ただ、好素質馬であることは間違いなく、今年の小倉2歳Sが「凡戦」と判断され、次走で人気を落とすようであれば、直線の短いコースに出走することを条件に積極的に狙いたい1頭です。

 

その他の気になった馬について

最内枠に入ったイイコトズクシは直線でインから追い込んで5着。この馬は母父アフリートという血統で馬込みが苦手なので、今回は枠順が厳しすぎました。次走で揉まれない外枠に入ったのなら積極的に狙いたい1頭です。

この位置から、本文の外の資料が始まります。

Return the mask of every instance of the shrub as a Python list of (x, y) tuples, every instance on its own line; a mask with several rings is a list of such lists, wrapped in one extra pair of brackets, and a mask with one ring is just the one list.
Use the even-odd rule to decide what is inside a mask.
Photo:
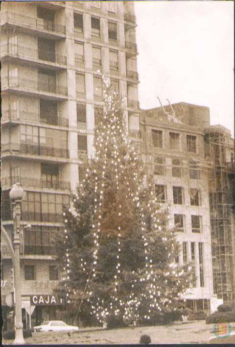
[(207, 324), (218, 323), (224, 321), (227, 323), (235, 322), (235, 313), (216, 312), (209, 316), (206, 319)]
[[(6, 330), (2, 334), (2, 337), (5, 340), (14, 340), (15, 336), (15, 330)], [(26, 339), (27, 337), (32, 337), (31, 330), (23, 329), (23, 337)]]
[(229, 312), (233, 310), (233, 307), (229, 305), (220, 305), (217, 309), (219, 312)]
[(198, 311), (190, 314), (188, 319), (188, 320), (200, 320), (206, 319), (207, 317), (207, 315), (204, 311)]

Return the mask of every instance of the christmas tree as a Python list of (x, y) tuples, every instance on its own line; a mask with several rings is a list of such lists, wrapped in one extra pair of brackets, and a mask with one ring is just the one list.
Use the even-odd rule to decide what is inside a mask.
[(176, 263), (179, 245), (168, 210), (128, 138), (122, 101), (103, 80), (94, 155), (56, 240), (61, 285), (68, 304), (78, 307), (82, 299), (100, 322), (105, 317), (147, 321), (174, 309), (190, 286), (190, 268)]

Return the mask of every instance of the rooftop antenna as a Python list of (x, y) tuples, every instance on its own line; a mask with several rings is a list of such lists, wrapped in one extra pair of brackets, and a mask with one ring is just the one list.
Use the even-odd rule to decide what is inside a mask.
[(165, 114), (165, 115), (167, 116), (167, 113), (166, 112), (166, 111), (165, 111), (165, 109), (164, 109), (164, 107), (163, 106), (163, 104), (162, 104), (162, 103), (161, 102), (160, 99), (159, 99), (159, 98), (158, 97), (158, 96), (157, 96), (157, 98), (158, 99), (158, 100), (159, 100), (159, 102), (160, 103), (160, 105), (161, 105), (161, 106), (162, 106), (162, 108), (163, 109), (163, 111), (164, 111), (164, 114)]
[(170, 102), (169, 101), (169, 99), (166, 99), (166, 100), (168, 101), (168, 103), (169, 105), (170, 105), (170, 108), (171, 108), (171, 111), (172, 111), (173, 115), (174, 117), (175, 117), (175, 111), (174, 111), (174, 110), (173, 109), (173, 107), (172, 107), (172, 106), (171, 106), (171, 103), (170, 103)]

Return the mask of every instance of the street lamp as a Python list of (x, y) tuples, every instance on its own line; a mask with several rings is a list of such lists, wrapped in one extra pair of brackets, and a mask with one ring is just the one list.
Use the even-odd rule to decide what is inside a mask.
[(21, 268), (20, 266), (20, 230), (21, 220), (21, 203), (24, 195), (24, 189), (20, 183), (12, 186), (9, 196), (12, 205), (13, 217), (13, 249), (14, 264), (14, 280), (15, 288), (15, 331), (16, 335), (13, 344), (22, 345), (24, 343), (23, 337), (23, 324), (21, 304)]

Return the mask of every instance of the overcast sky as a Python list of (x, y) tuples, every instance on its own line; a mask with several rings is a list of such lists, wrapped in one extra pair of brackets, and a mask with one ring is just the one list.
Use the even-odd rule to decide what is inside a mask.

半兄にダートのオープン馬スーサンジョイ(父エンパイアメーカー)がいるスーサンドンは父がフサイチセブン(Fusaichi Pegasus直仔)に替わり、Northern Dancer系の中でもパワー型のVice Regentの血を引くことから、よりパワーに寄った馬。次走はダートに矛先を変えるのであれば狙いたいですし、最後の直線に急坂が待っている阪神であれば芝でも……。兄にてワンペースの走りなので、スローからの瞬発力勝負に持ち込まなければ……。

 

まとめ

札幌2歳Sの2着ファストアプローチの母ジョリージョコンダはサトノクラウンの全姉という良血馬で、小倉2歳Sを勝ったアサクサゲンキの母Ameliaも間違いなく名牝。今週のご当地2歳重賞シリーズはいずれも「偉大な母」の仔どもたちが好走しましたね。それにしても、ジョリージョコンダもAmeliaもどんな父でも「走る仔」を出してしまうその遺伝力の強さには目を見張るものがあります。

 

以上、お読みいただきありがとうございました。